I've been a big fan of archaeology ever since I discovered the ancient Egyptians back in grade school. Indiana Jones aside, I think it's absolutely fascinating that we can dig up the remains of civilizations from centuries ago, put the pieces back together (mostly), and get a glimpse into those long-ago lives.

But there's the big question: Exactly how long ago did it all happen?

First of all, there's the issue that the ancient world as a whole is terribly remote from us. It's easy to lump everything BCE into one large mental category without trying to sort it out. But that leads to trouble, since the different cultures and societies didn't all happen at the same time.

The Minoans, for instance, are clearly a pre-Greek, non-Indo-European culture that later came in contact with the Mycenaean Greeks. I like to put them in their historical context alongside the Egyptians, Sumerians, and others who lived during that time period.

We can pretty easily sort out which cultures came before or after others. That's not terribly difficult, what with the layers of remains the archaeologists dig up.

A bigger problem is absolute dating: figuring out the exact year to label something with. Why is this such a contentious issue?

Partly, it stems from the fact that archaeology wasn't originally a science, not really. It was the hobby (albeit a really enthusiastic one) of wealthy Christian men whose main aim was to prove the historicity of the events in the Bible. So the "baseline" of archaeological dating is the assumed dates, based on the Bible stories, of certain dynasties and kings in ancient Egypt and Mesopotamia. And that's the real problem.

We know now that the world is far older than Irish Archbishop Rev. James Ussher calculated based on the Bible. The problem is that, even though archaeology has progressed into a real and reliable science, much of the dating is still based on those 19th-century biblical calculations.

For instance, for many years the eruption of the volcanic island of Santorini, known as Thera in the ancient world, was dated to about 1450 BCE. It was assumed to have been the cause of the fall of Minoan civilization, since it created a huge tsunami in the eastern Mediterranean as well as doing damage via earthquakes and a drifting ash cloud. But it turns out that the eruption happened much earlier, and the Minoans managed to recover from it.

Dendrochronology and ice core dating now put the eruption of Thera to somewhere between 1646 and 1590 BCE. These are much more accurate methods than the carbon-14 dating that has been popular for years, and obviously also far more accurate than relative dating based on the presumed times of biblical incidents.

So the eruption of Thera didn't destroy Minoan civilization. It killed a lot of people, severely damaged the cities on the eastern and northern coasts of Crete, and put a serious damper on the island's society for 50 or maybe even 100 years afterward, as they slowly rebuilt.
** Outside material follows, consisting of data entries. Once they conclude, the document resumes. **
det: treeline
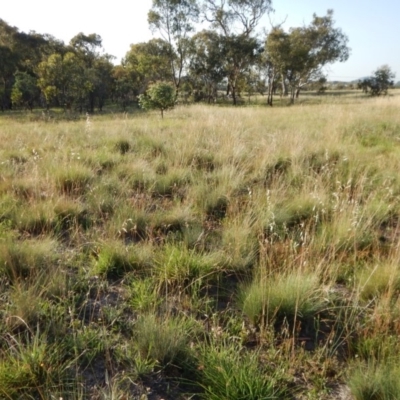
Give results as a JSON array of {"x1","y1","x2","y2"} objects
[{"x1": 0, "y1": 0, "x2": 350, "y2": 111}]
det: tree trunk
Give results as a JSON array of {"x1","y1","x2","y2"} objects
[
  {"x1": 267, "y1": 73, "x2": 275, "y2": 107},
  {"x1": 289, "y1": 88, "x2": 295, "y2": 104},
  {"x1": 281, "y1": 79, "x2": 288, "y2": 97}
]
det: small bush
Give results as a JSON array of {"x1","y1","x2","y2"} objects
[{"x1": 138, "y1": 81, "x2": 175, "y2": 118}]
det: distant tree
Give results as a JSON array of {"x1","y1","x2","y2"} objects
[
  {"x1": 202, "y1": 0, "x2": 272, "y2": 105},
  {"x1": 138, "y1": 81, "x2": 175, "y2": 118},
  {"x1": 37, "y1": 52, "x2": 87, "y2": 110},
  {"x1": 358, "y1": 65, "x2": 396, "y2": 96},
  {"x1": 148, "y1": 0, "x2": 200, "y2": 99},
  {"x1": 265, "y1": 10, "x2": 350, "y2": 105}
]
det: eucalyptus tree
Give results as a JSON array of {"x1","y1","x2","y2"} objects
[
  {"x1": 264, "y1": 27, "x2": 290, "y2": 106},
  {"x1": 148, "y1": 0, "x2": 200, "y2": 98},
  {"x1": 0, "y1": 20, "x2": 49, "y2": 109},
  {"x1": 266, "y1": 10, "x2": 350, "y2": 104},
  {"x1": 112, "y1": 65, "x2": 138, "y2": 110},
  {"x1": 202, "y1": 0, "x2": 272, "y2": 104}
]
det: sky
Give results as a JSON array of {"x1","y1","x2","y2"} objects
[{"x1": 1, "y1": 0, "x2": 399, "y2": 82}]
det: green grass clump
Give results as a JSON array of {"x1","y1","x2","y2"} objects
[
  {"x1": 92, "y1": 242, "x2": 137, "y2": 279},
  {"x1": 130, "y1": 278, "x2": 159, "y2": 312},
  {"x1": 197, "y1": 341, "x2": 285, "y2": 399},
  {"x1": 0, "y1": 239, "x2": 57, "y2": 283},
  {"x1": 348, "y1": 361, "x2": 400, "y2": 400},
  {"x1": 0, "y1": 333, "x2": 75, "y2": 398},
  {"x1": 55, "y1": 166, "x2": 94, "y2": 196},
  {"x1": 155, "y1": 243, "x2": 223, "y2": 292},
  {"x1": 135, "y1": 313, "x2": 200, "y2": 370},
  {"x1": 239, "y1": 272, "x2": 325, "y2": 327},
  {"x1": 113, "y1": 139, "x2": 132, "y2": 155},
  {"x1": 54, "y1": 199, "x2": 91, "y2": 232},
  {"x1": 356, "y1": 262, "x2": 400, "y2": 301},
  {"x1": 12, "y1": 201, "x2": 57, "y2": 235}
]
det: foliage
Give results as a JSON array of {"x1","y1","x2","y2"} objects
[{"x1": 124, "y1": 38, "x2": 173, "y2": 93}]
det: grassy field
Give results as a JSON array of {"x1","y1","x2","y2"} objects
[{"x1": 1, "y1": 92, "x2": 400, "y2": 399}]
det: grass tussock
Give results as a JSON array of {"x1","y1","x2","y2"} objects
[{"x1": 239, "y1": 272, "x2": 325, "y2": 327}]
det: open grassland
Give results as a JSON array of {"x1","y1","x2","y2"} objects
[{"x1": 1, "y1": 94, "x2": 400, "y2": 399}]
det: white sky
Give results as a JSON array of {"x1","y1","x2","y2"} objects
[{"x1": 2, "y1": 0, "x2": 400, "y2": 82}]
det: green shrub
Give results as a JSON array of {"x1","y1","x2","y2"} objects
[{"x1": 138, "y1": 81, "x2": 175, "y2": 118}]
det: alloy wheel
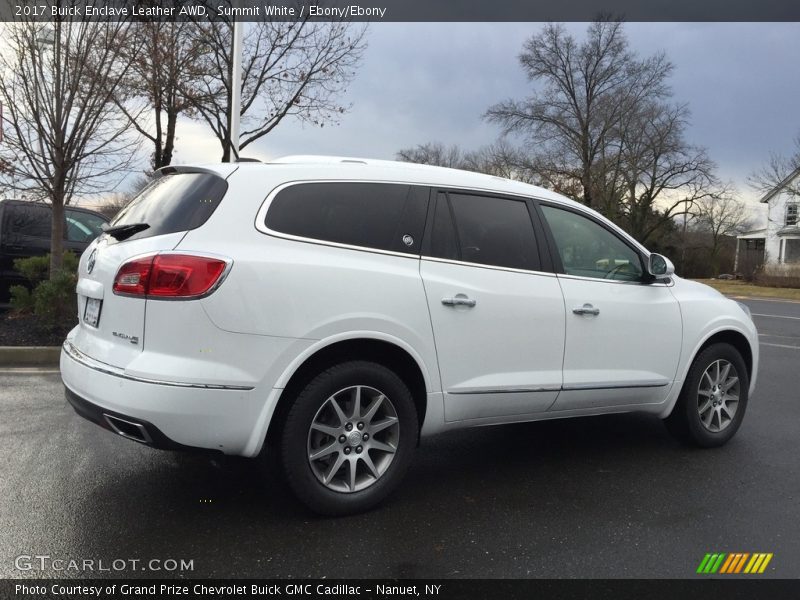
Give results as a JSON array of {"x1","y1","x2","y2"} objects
[
  {"x1": 307, "y1": 385, "x2": 400, "y2": 493},
  {"x1": 697, "y1": 359, "x2": 740, "y2": 433}
]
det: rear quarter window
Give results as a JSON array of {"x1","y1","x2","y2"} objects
[
  {"x1": 265, "y1": 182, "x2": 428, "y2": 255},
  {"x1": 109, "y1": 172, "x2": 228, "y2": 241}
]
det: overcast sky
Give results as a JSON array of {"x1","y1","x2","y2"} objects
[{"x1": 151, "y1": 22, "x2": 800, "y2": 211}]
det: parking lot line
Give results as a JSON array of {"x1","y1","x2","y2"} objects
[{"x1": 760, "y1": 342, "x2": 800, "y2": 350}]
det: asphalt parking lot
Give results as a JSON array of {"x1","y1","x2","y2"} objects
[{"x1": 1, "y1": 298, "x2": 798, "y2": 579}]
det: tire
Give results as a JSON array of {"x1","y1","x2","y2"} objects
[
  {"x1": 280, "y1": 360, "x2": 418, "y2": 516},
  {"x1": 665, "y1": 343, "x2": 749, "y2": 447}
]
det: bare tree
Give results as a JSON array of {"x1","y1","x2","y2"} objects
[
  {"x1": 486, "y1": 20, "x2": 716, "y2": 243},
  {"x1": 462, "y1": 140, "x2": 541, "y2": 183},
  {"x1": 613, "y1": 101, "x2": 717, "y2": 242},
  {"x1": 396, "y1": 142, "x2": 466, "y2": 168},
  {"x1": 693, "y1": 194, "x2": 752, "y2": 275},
  {"x1": 748, "y1": 132, "x2": 800, "y2": 200},
  {"x1": 187, "y1": 17, "x2": 367, "y2": 161},
  {"x1": 114, "y1": 22, "x2": 208, "y2": 169},
  {"x1": 397, "y1": 140, "x2": 540, "y2": 183},
  {"x1": 0, "y1": 16, "x2": 138, "y2": 276}
]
Then they had to deal with the Mycenaean occupation of Knossos, which led to the destruction of most of the Minoan cities by either the Mycenaeans or their hired mercenaries in around 1450 BCE. So yes, the Minoan cities fell at that time (all except Knossos, which was destroyed about a century later) but their destruction wasn't due to the Thera eruption.

The debris layer from the tsunami is pretty spectacular, as archaeologist Sandy Macgillivray has shown with his excavations at Palaikastro on the far eastern tip of Crete. But the Thera eruption wasn't the end of Minoan civilization, and we wouldn't know that if we hadn't developed these newer dating methods.

This kind of information always causes an uproar in the scientific community, when people who have built their careers on the older information scramble to hold onto power. But eventually the newer data wins out.

I like to find out what really happened, even if it doesn't line up with someone's religious text or their preconceived notions. I think we owe that much to these marvelous ancient cultures. They were living, breathing people just like us.